Quellentrennung und Wiederherstellung von Klangkomponenten in Musikaufnahmen
Dieses Projekt ist eine Fortsetzung von [MU 2686/10-1] mit dem Ziel, Techniken zur Trennung und Wiederherstellung von Klangereignissen, wie sie bei komplexen Musikaufnahmen auftreten, zu entwickeln. In der ersten Phase ([MU 2686/10-1]) konzentrierten wir uns auf die Separation von Schlagzeugaufnahmen in individuelle Schlagzeugklangkomponenten. Unter Verwendung von Techniken der nicht-negativen Matrixzerlegung haben wir systematisch untersucht, wie sich Audio- und Notentext-basierte Seiteninformation generieren, integrieren und zur Steuerung der Zerlegung ausnutzen lässt. Unsere Verfahren wurden im Kontext konkreter Anwendungsszenarien wie dem Audio-Remixing (Redrumming) und der Swing-Analyse von Jazzmusik getestet. In der zweiten Projektphase ([MU 2686/10-2]) erweitern wir unsere Ziele erheblich. Zunächst gehen wir über das Schlagzeugszenario hinaus, indem wir andere komplexe Musikszenarien betrachten, einschließlich Klaviermusik (z.B. Beethoven-Sonaten, Chopin-Mazurkas), Klavierlieder (z. B. von Schubert) und Streichmusik (z.B. Beethoven-Streichquartette). In diesen Szenarien besteht unser Ziel darin, eine Musikaufnahme in einzelne notenbezogene Klangereignisse zu zerlegen. Als zentrale Methodik kombinieren wir klassische Techniken der Signalverarbeitung und des maschinellen Lernens mit aktuellen Deep-Learning-Ansätzen (DL). Weiterhin entwickeln wir generative DL-basierte Methoden, um die perzeptuelle Qualität der separierten Klangereignisse zu verbessern. Als ein übergeordnetes Ziel widmen wir uns der Frage, wie sich musikalische Vorkenntnisse in DL-basierte Lernverfahren integrieren lassen, um auf diese Weise die Interpretierbarkeit der trainierten Modelle zu verbessern.

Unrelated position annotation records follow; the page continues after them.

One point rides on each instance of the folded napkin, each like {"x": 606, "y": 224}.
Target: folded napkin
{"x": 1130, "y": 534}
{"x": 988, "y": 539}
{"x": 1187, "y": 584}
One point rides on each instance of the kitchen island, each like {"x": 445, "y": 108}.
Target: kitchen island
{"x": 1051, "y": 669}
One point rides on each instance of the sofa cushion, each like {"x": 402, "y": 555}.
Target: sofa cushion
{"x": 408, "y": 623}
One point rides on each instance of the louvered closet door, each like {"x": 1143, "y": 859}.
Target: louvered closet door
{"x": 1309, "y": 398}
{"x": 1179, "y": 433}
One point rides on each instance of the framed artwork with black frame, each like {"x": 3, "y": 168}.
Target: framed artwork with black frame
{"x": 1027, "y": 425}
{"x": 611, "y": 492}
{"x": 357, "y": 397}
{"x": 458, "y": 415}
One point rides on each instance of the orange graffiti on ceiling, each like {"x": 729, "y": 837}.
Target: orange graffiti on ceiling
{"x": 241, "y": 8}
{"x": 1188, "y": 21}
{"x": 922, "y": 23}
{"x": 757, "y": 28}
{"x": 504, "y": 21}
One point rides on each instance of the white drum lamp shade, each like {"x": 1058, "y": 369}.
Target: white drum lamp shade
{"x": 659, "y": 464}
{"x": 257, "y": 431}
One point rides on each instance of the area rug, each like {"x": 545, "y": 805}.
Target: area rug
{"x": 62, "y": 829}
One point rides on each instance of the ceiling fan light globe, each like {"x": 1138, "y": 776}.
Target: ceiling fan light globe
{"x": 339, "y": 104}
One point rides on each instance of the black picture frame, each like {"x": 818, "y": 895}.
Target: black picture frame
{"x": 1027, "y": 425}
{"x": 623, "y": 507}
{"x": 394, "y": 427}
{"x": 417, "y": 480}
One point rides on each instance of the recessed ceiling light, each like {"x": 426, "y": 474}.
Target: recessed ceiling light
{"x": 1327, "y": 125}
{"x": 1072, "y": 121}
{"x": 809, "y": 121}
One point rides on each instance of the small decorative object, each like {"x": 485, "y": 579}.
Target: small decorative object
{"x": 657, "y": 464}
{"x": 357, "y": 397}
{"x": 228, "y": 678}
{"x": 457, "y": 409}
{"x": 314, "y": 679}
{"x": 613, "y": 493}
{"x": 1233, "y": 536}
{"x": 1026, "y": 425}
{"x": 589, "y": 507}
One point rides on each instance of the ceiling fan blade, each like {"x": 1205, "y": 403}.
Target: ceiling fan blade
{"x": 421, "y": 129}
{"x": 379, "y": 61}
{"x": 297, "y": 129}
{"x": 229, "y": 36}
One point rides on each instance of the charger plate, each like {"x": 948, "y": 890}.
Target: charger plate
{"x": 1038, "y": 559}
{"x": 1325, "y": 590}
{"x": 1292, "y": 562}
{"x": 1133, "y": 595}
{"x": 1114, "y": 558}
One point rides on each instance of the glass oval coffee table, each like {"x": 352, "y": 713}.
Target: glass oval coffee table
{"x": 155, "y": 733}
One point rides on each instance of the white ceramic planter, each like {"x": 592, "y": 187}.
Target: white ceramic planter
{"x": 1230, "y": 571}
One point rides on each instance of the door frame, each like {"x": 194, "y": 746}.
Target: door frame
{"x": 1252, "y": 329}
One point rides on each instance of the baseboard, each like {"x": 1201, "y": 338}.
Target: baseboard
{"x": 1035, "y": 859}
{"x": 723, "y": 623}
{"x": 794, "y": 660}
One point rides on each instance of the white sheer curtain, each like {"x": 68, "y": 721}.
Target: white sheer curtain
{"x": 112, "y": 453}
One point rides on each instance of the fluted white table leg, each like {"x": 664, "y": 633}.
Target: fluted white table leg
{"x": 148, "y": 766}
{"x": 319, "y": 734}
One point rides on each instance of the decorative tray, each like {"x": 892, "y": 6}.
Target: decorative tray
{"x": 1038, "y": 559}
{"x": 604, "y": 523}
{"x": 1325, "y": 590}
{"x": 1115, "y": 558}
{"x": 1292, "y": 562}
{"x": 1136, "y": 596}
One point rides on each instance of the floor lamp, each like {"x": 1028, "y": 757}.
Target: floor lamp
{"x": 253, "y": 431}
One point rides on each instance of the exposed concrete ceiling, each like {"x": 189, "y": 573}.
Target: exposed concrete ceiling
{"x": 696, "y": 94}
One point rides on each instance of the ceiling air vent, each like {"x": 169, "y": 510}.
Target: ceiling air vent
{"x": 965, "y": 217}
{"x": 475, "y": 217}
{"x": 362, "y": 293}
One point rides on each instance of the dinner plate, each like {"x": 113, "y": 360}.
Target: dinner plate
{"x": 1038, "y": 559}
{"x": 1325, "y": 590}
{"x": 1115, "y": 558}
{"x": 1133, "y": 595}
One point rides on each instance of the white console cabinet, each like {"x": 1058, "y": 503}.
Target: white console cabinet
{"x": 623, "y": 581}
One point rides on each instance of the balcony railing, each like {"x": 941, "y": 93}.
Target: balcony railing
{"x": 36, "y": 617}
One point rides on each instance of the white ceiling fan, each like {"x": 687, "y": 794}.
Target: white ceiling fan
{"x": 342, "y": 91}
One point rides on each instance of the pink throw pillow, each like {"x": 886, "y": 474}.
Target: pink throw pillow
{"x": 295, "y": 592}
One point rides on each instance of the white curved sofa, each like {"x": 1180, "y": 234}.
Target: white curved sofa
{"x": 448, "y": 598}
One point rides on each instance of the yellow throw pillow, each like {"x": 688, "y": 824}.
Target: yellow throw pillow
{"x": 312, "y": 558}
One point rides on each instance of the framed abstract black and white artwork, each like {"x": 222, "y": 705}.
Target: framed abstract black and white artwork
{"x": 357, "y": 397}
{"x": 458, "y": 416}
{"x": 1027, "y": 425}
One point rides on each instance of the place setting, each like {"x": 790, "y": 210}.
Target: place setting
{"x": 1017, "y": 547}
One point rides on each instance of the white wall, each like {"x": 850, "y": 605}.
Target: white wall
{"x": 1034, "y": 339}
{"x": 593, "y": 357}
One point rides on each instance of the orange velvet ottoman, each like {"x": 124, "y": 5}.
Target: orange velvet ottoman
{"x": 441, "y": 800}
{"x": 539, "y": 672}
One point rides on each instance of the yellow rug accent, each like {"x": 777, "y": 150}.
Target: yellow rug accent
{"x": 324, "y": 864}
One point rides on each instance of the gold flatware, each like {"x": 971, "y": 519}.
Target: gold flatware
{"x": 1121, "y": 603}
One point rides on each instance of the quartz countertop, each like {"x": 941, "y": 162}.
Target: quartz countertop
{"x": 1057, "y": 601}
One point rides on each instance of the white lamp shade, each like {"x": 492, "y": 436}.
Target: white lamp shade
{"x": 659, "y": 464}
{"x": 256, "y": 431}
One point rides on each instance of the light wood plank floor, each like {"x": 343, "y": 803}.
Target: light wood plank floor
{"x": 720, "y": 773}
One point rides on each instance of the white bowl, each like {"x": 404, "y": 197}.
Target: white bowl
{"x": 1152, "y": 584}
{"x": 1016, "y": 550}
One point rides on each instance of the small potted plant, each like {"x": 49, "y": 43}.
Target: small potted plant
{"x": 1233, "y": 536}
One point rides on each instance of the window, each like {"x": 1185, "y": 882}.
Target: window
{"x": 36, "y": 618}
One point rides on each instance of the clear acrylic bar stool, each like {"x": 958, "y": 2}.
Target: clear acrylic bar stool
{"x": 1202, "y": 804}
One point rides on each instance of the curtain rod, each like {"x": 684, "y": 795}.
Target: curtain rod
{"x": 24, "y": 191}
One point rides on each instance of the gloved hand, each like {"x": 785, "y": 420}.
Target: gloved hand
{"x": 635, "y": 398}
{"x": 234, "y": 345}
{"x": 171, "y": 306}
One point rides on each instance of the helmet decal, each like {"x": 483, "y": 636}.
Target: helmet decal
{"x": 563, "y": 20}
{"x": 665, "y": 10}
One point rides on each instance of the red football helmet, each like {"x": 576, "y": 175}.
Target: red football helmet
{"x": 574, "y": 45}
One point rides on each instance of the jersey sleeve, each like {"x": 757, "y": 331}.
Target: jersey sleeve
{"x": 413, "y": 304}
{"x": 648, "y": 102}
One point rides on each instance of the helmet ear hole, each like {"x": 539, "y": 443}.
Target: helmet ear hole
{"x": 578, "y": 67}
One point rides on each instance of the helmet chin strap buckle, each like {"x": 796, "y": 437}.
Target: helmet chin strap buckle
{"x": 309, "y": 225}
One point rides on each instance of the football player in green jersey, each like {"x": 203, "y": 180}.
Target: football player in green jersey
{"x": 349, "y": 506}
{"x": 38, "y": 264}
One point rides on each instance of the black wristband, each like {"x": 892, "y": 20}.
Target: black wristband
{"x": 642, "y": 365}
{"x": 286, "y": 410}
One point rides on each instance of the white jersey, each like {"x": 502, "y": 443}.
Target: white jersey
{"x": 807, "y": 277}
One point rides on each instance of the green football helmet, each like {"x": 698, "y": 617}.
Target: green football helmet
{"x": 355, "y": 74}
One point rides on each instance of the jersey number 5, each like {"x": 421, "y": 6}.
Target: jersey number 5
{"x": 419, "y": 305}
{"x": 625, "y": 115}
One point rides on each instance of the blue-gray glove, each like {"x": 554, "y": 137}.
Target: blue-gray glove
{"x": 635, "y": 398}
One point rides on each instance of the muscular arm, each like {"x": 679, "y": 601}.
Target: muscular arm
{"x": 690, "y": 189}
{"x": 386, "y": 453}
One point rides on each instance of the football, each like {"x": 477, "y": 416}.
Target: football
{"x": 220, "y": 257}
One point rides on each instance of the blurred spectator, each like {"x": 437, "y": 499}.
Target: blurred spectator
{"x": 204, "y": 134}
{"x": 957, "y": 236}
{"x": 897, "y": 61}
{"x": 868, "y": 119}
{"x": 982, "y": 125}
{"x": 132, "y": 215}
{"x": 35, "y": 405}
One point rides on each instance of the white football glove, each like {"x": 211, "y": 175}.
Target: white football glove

The following list provides an overview of the most important publicly accessible sources created in the SeReCo2 project:
Notewise Evaluation for Music Source Separation: A Case Study for Separated Piano Tracks (ISMIR 2024)
Source Separation of Piano Concertos Using Musically Motivated Augmentation Techniques (TASLP 2024)
libsoni: Python Toolbox for Sonifying Music Annotations and Feature Representations (JOSS 2024)
Piano Concerto Dataset (PCD): A Multitrack Dataset of Piano Concertos (TISMIR 2023)
Source Separation of Piano Concertos with Test-Time Adaptation (ISMIR 2022)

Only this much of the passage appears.